Une victoire plutôt convaincante face à Glasgow le week-end dernier et, surtout, l’équipe écossaise n’a pas empoché le bonus défensif. Le contrat a été rempli ?

Par rapport à la semaine d'avant face à Grenoble, le match contre Glasgow a été une bonne opération. La fin de la partie a été difficile puisque nous prenons un essai à la 78ème minute. Mais ils n'ont pas pu repartir avec le bonus défensif, et c'est positif pour nous.

Nous n'avons pas beaucoup été pénalisés sur ce match. C'est une bonne chose quand on sait que la Coupe d'Europe est plus difficile, plus stricte. Les pénalités tombent vite. Nous avons réussi à limiter nos fautes à cinq au match aller, espérons que samedi, nous resterons sur la même lancée.

La double confrontation est une tradition de la Coupe d'Europe.
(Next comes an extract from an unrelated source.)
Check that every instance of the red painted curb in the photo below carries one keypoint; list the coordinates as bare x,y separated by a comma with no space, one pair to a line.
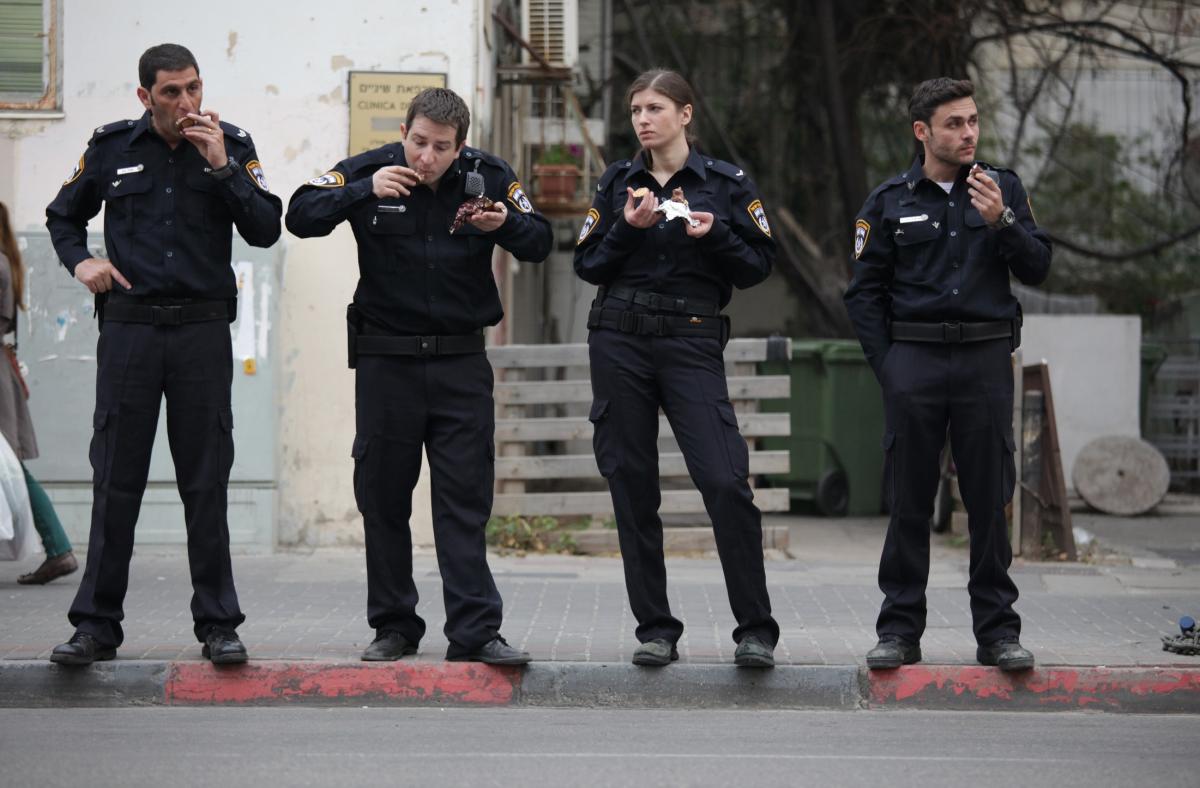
438,683
1155,689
En quoi jouer une équipe deux fois de suite est particulier pour toi ?

Cela nous laisse le temps d'analyser comment l'équipe adverse joue, de la pratiquer sur le terrain une fois avant de la retrouver. Mais cela va dans les deux sens. Maintenant que nous les avons rencontrés, les joueurs de Glasgow aussi ont eu un aperçu de notre jeu et ont eu le temps d'analyser les séquences du match. Cela ne peut que donner une rencontre intéressante samedi chez eux.

Le match aller a en tout cas permis de confirmer ce que l’on pressentait : offensivement, Glasgow est capable de tout et le moindre plaquage manqué peut être lourd de conséquence ?

Glasgow joue effectivement très vite. C'est une caractéristique que l'on retrouve chez toutes les équipes qui disputent la Coupe d'Europe. Les rencontres européennes ont tendance à être plus intenses que celles du Top 14. La défense est donc très importante, il nous faudra être à 100% si nous voulons revenir avec quelque chose de Glasgow.